I parked the car, walked to a cross roads of tracks and set off up the narrow track bisecting the ride in front of me. Sheltered from the buffeting wind it was warm when the sun shone down the ride but cold when under cloud. Hardly any butterflies were to be seen. A few of the ubiquitous Meadow Browns and Ringlets were all that accompanied me along the ride in the sunny spells, jinking and bouncing above the wet grass or clinging onto grass blades when it was cloudy awaiting the next sunny spell.
Silver washed Fritillaries also stirred with the increasing sunny spells and began hurtling along the ride, not many but all seemingly on an urgent mission, with no time to stop. Finally one settled on a thistle and nectared for a few minutes before realising it had places to go and was off at speed into the green mystery of the wood. Such fantastic looking insects, big, bright and orange.
|A male Silver washed Fritillary|
I moved slowly forward and the butterfly took no notice. I stood over it and walked around it, the butterfly immune to my presence. I could see its yellow proboscis, curved like a minute spaghetti string into the horse dung. I abandoned myself to a heady delight, alone and triumphant in the middle of a wood. The long wait forgotten in an instant. I checked my phone. It was 1143.
The butterfly responded by shutting its wings, displaying an intricate patterning and large 'false' eye on the undersides, then it opened its wings, placing them flat to the ground and there was that breath expelling flash of glorious colour on its wings. Not just on one wing but both! Oh yes. Thank you sir and please let's have some more if you so desire. It did and I received regular shots of adrenalin as the butterfly showed me its hidden glory.

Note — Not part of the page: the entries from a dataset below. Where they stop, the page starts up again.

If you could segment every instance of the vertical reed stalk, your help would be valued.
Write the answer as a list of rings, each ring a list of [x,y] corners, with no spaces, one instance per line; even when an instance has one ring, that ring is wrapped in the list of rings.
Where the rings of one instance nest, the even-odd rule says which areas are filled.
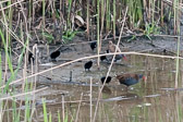
[[[42,39],[44,41],[46,40],[45,36],[44,36],[44,29],[45,29],[45,3],[46,1],[42,0],[42,25],[41,25],[41,32],[42,32]]]
[[[100,53],[100,0],[97,0],[97,54]],[[97,60],[98,69],[100,66],[100,58]]]
[[[90,103],[90,122],[93,122],[93,77],[90,77],[90,96],[89,96],[89,103]]]
[[[180,35],[180,10],[179,10],[179,0],[174,0],[174,27],[176,28],[178,35]],[[175,33],[174,32],[174,33]],[[179,56],[180,56],[180,36],[178,37],[178,50],[176,50],[176,74],[175,74],[175,88],[178,88],[179,83]]]
[[[65,114],[64,114],[64,95],[61,95],[62,96],[62,121],[64,122],[64,119],[65,119]]]
[[[47,107],[46,107],[45,98],[42,98],[41,101],[42,101],[42,108],[44,108],[44,122],[48,122]]]
[[[113,38],[115,39],[115,0],[113,0]]]

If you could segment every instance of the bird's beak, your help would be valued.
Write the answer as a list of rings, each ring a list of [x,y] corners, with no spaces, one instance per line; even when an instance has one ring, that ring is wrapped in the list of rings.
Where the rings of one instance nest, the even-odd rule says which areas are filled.
[[[127,58],[126,58],[125,56],[123,57],[123,59],[124,59],[125,61],[127,61]]]

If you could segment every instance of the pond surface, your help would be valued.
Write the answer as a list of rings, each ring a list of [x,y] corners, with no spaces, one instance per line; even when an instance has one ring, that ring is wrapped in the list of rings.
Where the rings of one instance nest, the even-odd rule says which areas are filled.
[[[181,62],[179,89],[175,90],[175,60],[133,54],[126,57],[127,61],[120,61],[112,66],[110,72],[112,82],[102,89],[96,122],[178,122],[182,120]],[[35,96],[28,96],[36,105],[33,114],[35,122],[44,121],[42,98],[53,122],[58,121],[58,112],[61,120],[68,118],[69,121],[89,122],[90,115],[94,118],[101,87],[100,77],[106,75],[110,64],[100,63],[100,70],[98,70],[94,59],[95,63],[90,72],[85,72],[84,62],[75,62],[42,74],[52,77],[52,81],[39,76],[37,88],[45,86],[48,88],[36,93]],[[46,68],[40,66],[41,69]],[[71,71],[72,82],[69,82]],[[114,76],[123,73],[144,74],[147,80],[126,89]],[[90,80],[93,81],[91,102],[89,100]],[[24,98],[19,98],[19,100],[22,99]],[[24,107],[19,109],[24,111]],[[11,110],[8,111],[11,112]]]

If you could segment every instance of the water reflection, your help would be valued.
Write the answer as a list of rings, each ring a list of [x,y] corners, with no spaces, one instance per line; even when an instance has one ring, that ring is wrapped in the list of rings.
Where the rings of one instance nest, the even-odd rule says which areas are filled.
[[[178,122],[179,120],[183,120],[183,117],[180,115],[183,112],[183,91],[182,88],[180,88],[180,90],[173,89],[175,80],[175,73],[172,72],[175,71],[174,60],[143,56],[127,56],[127,58],[130,66],[114,64],[110,75],[114,76],[114,74],[124,72],[142,73],[147,76],[147,81],[135,84],[132,86],[133,89],[124,90],[125,87],[119,85],[113,78],[113,81],[102,89],[96,122]],[[82,66],[82,63],[78,62],[77,65]],[[101,64],[100,71],[97,71],[97,68],[94,66],[90,74],[86,74],[77,66],[75,70],[78,69],[78,72],[73,71],[74,81],[85,82],[88,83],[88,85],[56,84],[56,86],[50,87],[48,90],[37,94],[36,99],[41,101],[44,97],[48,101],[52,100],[50,105],[48,103],[47,109],[49,113],[52,113],[52,118],[56,119],[58,118],[58,111],[60,111],[62,118],[63,101],[60,93],[66,93],[66,96],[64,96],[64,112],[68,114],[69,120],[75,119],[76,112],[80,110],[78,121],[89,122],[89,113],[91,111],[94,115],[99,95],[100,86],[97,83],[102,75],[106,75],[106,65],[107,64]],[[70,68],[65,69],[70,70],[73,68],[74,65],[71,64]],[[60,72],[63,73],[63,71]],[[62,73],[60,77],[65,74]],[[91,89],[91,105],[89,100],[90,77],[93,77],[93,84],[95,84]],[[182,81],[182,70],[180,70],[179,73],[179,81]],[[182,83],[179,84],[180,87],[182,87]],[[81,97],[82,94],[83,97]],[[39,106],[36,110],[37,115],[33,115],[33,118],[35,120],[41,120],[42,107]]]

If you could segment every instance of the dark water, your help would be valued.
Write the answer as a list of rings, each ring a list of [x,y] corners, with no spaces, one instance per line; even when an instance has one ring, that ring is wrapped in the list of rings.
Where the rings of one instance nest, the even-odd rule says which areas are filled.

It lasted for twelve minutes, the butterfly feeding avidly but then, presumably satiated it lost interest and wandered off the horse dung and onto the surface of the track, walked around aimlessly as if it was searching for something but obviously failed to find it and fluttered into the air, describing a couple of low circles around my legs, then once round my waist before flying off at speed into the trees, brushing off the impertinence of an over inquisitive dragonfly on the way.
His Imperial Majesty had left and I never saw him again.
I wanted more, so much more your Royal Highness!